IMF calls Bali blasts another 'terror tax' on economy

Alan Wheatley, Reuters, Singapore

Deadly attacks like the weekend's bomb blasts in Bali are akin
to a "terror tax" on a global economy that is already facing a
raft of risks, the International Monetary Fund (IMF) said on
Tuesday.

Kenneth Rogoff, chief economist at the Washington-based IMF,
said the bombings on the Indonesian island clearly dealt a blow
to Asia's economy but it was highly speculative at best to judge
how serious it would be.

"It's plausible that the economic effects on growth next year
in the region will be limited, but that outcome is of course
sensitive to how the security situation evolves, how policy
responds and above all what the effects are on business and
consumer confidence, domestically and in the rest of the world,"
Rogoff told a news conference.

But by raising costs for insurance, security and protection,
Rogoff said attacks like those in Bali and those on the United
States on Sept. 11, 2001, at the very least blunted the benefits
of positive trends in productivity and technology.

"One can think of there being a terror tax on the global
economy," Rogoff said.

As with the attacks on the United States and the earthquake
that devastated the Japanese city of Kobe in 1995, he said the
direct economic consequences of the Bali blasts, which killed
more than 180 people, could be fairly narrow and short-lived.

Indonesia had a broad economic base and had made notable
progress on a number of policy fronts recently. But all would
depend on the secondary impact on confidence.

"Economic analysis is ill-equipped to come to grips with the
human tragedy of terrorist attacks where consequences for our
sense of safety, our sense of well-being, go infinitely beyond
anything that can be captured in numbers," Rogoff said.

"Overall, recognising the great uncertainty and also that this
comes at a time when the global recovery is tepid, with many
risks on the downside, the appropriate policy response is to
remain calm," he added.

Rogoff said he was cautiously optimistic about the world
economy but placed the emphasis on caution rather than optimism.

The outlook for Latin America had seriously deteriorated in
recent months, while Asia faced substantial risks, not least
because of the prospect of a subdued recovery in the industrial
countries that are the main buyers of the region's exports.

In the United States, Rogoff said investors' extreme
reluctance to take risks meant a further decline on Wall Street
could not be excluded, even though price-earnings ratios were now
in line with the average of the past 15 years.

Domestic demand in the euro zone was growing much less than
gross domestic product, underscoring the need for sweeping labour
market and other structural reforms to complement the European
Central Bank's appropriate bias toward easier monetary policy.

Rogoff said the case for further monetary easing in Japan was
compelling, but he acknowledged the risks that inflation could
spin out of control and the yen fall too far if the Bank of Japan
succeeded in crushing deflation, now in its fourth year.

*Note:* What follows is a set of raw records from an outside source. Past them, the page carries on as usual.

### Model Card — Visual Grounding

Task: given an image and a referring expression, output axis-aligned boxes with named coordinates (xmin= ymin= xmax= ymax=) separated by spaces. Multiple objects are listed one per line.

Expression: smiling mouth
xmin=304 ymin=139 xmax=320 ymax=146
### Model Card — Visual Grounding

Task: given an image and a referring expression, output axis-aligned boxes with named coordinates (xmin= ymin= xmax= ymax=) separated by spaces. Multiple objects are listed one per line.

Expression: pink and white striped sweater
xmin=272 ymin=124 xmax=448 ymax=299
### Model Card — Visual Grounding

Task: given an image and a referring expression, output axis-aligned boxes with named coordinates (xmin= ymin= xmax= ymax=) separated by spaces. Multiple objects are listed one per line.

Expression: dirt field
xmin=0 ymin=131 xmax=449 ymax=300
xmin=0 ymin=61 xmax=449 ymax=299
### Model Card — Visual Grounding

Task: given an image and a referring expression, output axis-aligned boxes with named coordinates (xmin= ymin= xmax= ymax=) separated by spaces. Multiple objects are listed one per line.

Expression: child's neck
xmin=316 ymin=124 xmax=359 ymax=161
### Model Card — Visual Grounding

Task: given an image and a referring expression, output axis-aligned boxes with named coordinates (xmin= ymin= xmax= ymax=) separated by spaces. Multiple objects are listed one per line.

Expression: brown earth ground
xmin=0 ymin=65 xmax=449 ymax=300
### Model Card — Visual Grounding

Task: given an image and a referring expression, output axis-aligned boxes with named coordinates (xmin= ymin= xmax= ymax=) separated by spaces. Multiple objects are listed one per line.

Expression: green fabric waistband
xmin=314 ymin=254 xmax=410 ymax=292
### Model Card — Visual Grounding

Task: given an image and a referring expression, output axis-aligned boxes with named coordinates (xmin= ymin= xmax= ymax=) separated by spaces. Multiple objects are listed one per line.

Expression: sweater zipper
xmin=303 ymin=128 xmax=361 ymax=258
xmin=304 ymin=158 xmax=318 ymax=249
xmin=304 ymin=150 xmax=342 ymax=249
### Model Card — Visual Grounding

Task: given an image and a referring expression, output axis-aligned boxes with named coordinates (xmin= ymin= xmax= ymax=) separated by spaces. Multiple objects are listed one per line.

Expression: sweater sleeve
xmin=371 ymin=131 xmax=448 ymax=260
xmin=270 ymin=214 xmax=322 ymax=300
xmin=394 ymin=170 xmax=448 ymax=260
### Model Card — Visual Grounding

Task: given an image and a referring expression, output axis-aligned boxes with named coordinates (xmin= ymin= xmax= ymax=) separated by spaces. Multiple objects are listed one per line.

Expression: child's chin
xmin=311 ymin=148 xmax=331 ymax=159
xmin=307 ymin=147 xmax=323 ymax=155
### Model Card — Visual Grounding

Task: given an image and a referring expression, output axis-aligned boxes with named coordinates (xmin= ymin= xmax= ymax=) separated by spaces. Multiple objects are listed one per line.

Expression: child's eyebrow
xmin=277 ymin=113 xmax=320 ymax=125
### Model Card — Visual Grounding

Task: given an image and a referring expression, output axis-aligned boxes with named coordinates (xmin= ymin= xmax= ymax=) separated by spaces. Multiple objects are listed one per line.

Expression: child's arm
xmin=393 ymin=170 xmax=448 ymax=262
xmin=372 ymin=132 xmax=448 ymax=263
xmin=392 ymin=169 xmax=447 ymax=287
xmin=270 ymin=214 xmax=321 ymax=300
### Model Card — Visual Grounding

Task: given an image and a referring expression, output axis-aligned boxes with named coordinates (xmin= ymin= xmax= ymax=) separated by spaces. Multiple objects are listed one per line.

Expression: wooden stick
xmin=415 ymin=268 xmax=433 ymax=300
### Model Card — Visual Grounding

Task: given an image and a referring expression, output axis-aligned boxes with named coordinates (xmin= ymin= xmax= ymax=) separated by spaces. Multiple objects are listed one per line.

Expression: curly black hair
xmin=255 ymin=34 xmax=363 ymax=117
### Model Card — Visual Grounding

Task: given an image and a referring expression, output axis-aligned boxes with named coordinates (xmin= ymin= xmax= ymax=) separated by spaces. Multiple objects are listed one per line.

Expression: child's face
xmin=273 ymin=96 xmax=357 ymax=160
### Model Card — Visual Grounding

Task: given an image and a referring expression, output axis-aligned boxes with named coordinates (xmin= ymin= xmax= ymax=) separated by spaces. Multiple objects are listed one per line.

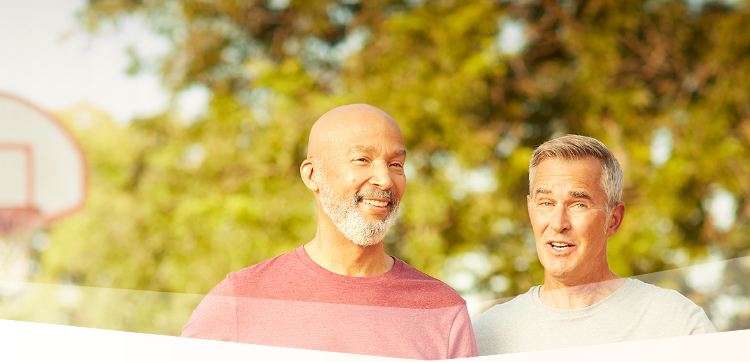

That being so, Rogoff said the rest of the world, especially
the major industrial countries, should be ready to help Japan by
undertaking a modest reflation of their economies to support
world demand and offset any slide in the yen.

"This level of cooperation would be extraordinary, but,
certainly, ending Japan's 10-year series of recessions and
prolonged deflation would also be extraordinary," he said.